By Heather Rockwood, Communications Associate
“A challenged world is an alert world and from challenge comes change.”
– Maria Weston Chapman
On International Womens Day 2021, meet a woman who chose to challenge the practice of slavery in the United States, Maria Weston Chapman.
Chapman and her sisters Caroline and Anne from Weymouth, Mass., were active abolitionists. Through their “kin-work”, the sisters supported each other through family responsibilities in order to take their active public roles. By taking up the cause of abolition they endured pro-slavery mobs, social ridicule, and public attacks on their characters.
Chapman edited and published The Liberty Bell, an annual abolitionist gift book to be sold or gifted to participants in the Boston Anti-Slavery Bazaar, which Chapman lead. This book was published almost every year from 1839 to 1858.
In addition to her work on The Liberty Bell and the Bazaar, between 1835 and 1865, Chapman served on the executive and business committees of the Massachusetts Anti-Slavery Society, the New England Anti-Slavery Society (NEASS) and the American Anti-Slavery Society (AASS).
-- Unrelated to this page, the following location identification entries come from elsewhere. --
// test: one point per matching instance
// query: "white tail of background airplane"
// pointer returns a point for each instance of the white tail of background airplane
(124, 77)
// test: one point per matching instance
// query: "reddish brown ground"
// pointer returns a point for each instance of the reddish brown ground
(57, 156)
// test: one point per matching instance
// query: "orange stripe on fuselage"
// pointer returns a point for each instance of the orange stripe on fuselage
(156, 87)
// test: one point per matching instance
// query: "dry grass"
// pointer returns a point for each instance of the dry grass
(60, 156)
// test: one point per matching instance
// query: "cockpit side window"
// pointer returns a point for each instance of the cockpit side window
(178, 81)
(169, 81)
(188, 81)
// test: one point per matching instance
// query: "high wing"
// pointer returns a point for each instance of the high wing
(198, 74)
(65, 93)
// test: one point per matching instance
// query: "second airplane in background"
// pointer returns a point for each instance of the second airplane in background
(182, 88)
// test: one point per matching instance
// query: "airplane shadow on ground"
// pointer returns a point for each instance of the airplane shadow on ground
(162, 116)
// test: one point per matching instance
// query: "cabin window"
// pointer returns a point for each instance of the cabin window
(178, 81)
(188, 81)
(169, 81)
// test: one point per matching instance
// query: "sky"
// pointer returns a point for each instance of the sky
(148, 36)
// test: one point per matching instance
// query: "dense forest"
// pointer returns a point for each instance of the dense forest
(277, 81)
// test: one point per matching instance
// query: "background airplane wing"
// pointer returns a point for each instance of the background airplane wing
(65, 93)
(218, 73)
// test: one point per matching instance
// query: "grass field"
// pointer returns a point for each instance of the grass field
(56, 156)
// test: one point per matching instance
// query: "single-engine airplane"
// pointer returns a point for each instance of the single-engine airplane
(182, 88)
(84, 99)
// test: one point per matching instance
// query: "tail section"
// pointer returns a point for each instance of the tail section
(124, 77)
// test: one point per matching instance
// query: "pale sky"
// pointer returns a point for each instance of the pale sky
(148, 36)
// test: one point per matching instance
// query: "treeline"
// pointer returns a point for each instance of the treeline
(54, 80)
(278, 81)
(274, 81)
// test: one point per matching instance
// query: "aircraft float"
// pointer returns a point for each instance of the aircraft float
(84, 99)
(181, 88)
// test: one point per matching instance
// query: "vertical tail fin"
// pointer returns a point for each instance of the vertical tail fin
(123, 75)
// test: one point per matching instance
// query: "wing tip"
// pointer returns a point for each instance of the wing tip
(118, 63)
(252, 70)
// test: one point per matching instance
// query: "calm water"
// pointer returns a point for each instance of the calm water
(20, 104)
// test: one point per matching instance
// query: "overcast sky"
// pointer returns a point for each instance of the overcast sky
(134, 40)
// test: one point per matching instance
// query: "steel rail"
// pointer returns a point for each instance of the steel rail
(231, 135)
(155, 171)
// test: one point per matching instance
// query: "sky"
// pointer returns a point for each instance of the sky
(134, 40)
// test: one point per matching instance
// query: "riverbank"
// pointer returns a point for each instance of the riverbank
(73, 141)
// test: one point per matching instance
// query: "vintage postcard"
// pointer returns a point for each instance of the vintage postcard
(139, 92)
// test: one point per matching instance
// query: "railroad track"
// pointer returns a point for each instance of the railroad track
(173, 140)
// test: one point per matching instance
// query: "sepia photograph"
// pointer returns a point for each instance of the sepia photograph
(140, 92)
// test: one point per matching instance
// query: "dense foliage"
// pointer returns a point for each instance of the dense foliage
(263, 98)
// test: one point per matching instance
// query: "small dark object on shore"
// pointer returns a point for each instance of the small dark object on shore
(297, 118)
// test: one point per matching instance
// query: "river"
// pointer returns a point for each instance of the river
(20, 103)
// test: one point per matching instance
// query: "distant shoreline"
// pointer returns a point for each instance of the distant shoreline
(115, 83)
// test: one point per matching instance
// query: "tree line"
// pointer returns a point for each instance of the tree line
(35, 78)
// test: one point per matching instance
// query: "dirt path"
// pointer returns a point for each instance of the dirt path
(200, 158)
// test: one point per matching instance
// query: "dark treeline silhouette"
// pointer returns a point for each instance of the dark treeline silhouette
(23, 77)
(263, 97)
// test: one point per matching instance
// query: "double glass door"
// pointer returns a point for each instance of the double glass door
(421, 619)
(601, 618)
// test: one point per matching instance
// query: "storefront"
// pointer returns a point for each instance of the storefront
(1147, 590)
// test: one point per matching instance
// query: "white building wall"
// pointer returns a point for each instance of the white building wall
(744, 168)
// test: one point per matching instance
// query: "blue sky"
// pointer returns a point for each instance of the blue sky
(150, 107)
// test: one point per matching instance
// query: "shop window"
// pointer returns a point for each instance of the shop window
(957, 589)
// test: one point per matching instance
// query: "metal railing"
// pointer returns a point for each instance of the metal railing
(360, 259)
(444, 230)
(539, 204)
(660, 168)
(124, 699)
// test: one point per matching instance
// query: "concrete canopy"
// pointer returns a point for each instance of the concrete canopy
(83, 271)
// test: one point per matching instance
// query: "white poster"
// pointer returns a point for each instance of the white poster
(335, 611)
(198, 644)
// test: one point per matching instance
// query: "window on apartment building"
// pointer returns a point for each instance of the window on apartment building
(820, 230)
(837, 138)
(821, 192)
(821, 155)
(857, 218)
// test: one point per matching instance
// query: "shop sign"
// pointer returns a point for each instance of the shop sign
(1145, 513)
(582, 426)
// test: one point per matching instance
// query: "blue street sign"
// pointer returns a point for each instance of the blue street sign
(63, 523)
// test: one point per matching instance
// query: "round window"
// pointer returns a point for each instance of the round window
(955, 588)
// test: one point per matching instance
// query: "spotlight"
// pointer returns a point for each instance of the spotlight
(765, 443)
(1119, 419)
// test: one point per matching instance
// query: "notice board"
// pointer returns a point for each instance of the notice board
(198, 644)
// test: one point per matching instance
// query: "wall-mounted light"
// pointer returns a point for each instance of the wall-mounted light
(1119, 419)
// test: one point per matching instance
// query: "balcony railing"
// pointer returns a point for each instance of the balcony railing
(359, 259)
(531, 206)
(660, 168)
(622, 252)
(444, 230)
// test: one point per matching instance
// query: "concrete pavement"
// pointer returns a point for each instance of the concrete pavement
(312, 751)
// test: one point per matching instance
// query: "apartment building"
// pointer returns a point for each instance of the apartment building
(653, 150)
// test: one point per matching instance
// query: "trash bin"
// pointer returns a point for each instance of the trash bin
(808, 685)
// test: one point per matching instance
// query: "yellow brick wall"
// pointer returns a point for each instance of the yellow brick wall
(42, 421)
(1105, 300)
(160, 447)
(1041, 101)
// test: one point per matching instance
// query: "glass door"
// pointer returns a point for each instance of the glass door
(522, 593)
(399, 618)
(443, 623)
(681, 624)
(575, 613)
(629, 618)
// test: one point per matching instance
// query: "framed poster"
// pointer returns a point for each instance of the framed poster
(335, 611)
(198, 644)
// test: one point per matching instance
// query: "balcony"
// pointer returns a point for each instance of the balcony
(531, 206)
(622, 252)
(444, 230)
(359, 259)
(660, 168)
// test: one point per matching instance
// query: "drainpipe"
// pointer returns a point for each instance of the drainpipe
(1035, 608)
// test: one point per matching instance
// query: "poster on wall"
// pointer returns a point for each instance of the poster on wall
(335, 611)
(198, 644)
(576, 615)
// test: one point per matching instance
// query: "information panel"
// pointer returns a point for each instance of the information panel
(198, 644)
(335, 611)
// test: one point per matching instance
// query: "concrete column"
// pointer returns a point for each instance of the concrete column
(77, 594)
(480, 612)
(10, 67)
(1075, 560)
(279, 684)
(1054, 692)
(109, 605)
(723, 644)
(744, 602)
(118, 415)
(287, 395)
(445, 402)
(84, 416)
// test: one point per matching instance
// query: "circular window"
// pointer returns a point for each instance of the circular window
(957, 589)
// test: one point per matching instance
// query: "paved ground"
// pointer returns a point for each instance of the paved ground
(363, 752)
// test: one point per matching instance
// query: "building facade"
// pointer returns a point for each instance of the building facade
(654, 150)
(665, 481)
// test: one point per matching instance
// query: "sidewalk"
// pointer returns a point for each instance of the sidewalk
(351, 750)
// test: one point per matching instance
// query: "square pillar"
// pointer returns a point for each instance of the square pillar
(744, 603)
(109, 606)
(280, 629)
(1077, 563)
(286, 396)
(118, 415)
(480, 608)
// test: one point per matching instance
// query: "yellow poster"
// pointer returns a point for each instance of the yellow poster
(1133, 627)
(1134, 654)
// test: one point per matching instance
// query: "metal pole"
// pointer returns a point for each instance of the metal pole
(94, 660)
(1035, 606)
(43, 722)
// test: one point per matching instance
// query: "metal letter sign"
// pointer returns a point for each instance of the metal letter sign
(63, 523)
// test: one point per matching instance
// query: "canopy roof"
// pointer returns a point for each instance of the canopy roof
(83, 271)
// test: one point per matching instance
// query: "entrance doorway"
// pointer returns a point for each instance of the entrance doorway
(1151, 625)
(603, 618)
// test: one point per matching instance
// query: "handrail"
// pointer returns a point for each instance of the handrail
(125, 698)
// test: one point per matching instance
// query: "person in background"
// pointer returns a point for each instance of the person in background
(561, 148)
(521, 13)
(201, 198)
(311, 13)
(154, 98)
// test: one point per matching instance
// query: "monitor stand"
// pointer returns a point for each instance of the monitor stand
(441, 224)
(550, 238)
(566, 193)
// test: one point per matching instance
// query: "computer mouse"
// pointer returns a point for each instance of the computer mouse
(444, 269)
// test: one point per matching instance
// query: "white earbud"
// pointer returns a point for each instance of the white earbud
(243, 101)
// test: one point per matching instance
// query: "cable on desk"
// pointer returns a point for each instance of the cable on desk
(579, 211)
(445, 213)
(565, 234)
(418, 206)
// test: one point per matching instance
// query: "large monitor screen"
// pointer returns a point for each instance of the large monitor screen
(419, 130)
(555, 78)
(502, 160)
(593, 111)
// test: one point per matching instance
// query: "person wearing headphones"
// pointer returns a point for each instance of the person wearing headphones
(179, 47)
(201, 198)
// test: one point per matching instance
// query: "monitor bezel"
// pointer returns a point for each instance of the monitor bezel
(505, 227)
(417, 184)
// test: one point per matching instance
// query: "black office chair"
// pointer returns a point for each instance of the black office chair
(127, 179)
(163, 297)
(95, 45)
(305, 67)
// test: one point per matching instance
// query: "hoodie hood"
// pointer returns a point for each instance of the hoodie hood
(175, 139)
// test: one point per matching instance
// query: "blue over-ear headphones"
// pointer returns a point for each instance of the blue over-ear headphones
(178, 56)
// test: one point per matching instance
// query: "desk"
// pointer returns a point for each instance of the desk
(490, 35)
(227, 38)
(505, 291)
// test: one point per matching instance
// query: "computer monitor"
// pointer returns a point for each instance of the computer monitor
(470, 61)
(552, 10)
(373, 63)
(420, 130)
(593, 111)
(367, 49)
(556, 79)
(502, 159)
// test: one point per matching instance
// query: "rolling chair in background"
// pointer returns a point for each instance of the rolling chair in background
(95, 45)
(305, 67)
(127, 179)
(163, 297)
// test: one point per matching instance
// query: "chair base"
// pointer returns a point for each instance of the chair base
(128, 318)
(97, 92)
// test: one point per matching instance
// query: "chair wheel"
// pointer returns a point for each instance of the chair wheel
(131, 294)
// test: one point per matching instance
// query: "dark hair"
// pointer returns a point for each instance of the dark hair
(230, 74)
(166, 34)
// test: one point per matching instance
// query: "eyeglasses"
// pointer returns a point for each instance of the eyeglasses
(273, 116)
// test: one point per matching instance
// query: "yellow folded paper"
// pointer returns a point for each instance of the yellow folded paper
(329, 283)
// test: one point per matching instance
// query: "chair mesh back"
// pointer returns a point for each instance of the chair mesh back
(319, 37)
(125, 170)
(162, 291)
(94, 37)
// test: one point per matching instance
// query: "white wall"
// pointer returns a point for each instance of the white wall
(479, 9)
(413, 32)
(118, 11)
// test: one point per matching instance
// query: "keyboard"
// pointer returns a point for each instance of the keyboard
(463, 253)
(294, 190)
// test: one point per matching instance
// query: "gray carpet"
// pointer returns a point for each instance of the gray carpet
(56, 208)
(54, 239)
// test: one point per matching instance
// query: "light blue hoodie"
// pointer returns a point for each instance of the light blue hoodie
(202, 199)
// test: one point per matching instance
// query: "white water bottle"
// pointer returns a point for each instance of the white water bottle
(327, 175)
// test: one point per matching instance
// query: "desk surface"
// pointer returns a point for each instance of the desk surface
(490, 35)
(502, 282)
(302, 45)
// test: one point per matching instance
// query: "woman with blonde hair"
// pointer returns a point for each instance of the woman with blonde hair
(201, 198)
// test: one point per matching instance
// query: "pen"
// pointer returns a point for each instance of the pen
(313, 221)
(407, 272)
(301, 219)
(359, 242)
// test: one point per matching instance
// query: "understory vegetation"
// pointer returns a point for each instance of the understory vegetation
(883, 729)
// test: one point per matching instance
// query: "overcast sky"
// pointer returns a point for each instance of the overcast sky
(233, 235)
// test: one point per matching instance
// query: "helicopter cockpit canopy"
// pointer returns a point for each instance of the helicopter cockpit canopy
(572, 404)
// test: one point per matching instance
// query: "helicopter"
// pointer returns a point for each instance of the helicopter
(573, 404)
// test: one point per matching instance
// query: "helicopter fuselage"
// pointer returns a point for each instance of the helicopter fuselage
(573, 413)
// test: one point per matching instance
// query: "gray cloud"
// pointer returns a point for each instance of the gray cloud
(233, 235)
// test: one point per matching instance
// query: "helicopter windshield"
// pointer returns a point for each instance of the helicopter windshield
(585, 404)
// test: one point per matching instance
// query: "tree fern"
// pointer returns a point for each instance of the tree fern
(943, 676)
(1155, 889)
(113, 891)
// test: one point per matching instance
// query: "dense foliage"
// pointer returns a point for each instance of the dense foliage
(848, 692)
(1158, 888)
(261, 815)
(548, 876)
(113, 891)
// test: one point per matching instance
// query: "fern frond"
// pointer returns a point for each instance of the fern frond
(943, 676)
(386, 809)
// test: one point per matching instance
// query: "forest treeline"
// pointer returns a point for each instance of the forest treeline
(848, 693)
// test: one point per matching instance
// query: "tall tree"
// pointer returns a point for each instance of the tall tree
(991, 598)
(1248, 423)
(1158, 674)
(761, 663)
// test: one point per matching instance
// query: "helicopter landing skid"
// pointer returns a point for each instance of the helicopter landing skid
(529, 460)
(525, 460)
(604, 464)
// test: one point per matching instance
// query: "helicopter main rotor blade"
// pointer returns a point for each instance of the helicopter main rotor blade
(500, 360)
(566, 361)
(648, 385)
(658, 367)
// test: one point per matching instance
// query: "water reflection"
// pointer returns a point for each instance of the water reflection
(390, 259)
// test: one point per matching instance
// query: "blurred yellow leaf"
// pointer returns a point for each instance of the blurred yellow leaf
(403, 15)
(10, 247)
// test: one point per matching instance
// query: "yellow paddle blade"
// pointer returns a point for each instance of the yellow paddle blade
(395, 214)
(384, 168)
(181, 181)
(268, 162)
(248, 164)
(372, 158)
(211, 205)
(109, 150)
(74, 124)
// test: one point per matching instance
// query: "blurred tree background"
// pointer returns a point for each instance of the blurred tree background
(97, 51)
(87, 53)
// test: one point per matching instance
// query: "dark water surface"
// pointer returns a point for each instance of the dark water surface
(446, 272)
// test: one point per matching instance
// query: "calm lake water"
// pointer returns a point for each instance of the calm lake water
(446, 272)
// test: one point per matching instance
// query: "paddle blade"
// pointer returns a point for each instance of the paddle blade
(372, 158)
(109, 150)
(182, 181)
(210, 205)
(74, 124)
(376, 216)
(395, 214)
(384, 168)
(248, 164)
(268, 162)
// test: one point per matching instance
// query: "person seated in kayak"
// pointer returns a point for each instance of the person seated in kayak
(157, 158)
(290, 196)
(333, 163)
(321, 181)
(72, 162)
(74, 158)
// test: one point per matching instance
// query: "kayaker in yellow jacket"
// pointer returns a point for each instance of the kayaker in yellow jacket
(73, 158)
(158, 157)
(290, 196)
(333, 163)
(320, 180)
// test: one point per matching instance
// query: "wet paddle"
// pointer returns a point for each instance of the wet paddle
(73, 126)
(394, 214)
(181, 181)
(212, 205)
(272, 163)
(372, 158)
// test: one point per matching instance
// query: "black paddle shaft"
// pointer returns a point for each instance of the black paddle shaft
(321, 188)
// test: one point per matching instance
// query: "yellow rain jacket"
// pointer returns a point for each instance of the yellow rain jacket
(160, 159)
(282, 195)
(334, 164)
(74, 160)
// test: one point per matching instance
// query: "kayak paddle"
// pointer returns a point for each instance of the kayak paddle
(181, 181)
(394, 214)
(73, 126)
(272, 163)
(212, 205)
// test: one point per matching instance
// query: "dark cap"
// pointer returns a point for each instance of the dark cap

She wrote the annual reports of the Boston Female Anti-Slavery Society (BFASS) and published tracts to raise public awareness.
She also served as editor to The Liberator in William Lloyd Garrison’s absence, and was on the editorial committee of the National Anti-Slavery Standard, the official mouthpiece of the AASS. Chapman was also a member of the peace organization, the Non-Resistance Society, which published The Non-Resistant.
Chapman was a prolific writer, writing most of the content of The Liberty Bell and publishing Right and Wrong in Massachusetts in 1839 and “How Can I Help to Abolish Slavery?” in 1855. Aside from these works, she published her poems and essays in abolitionist periodicals.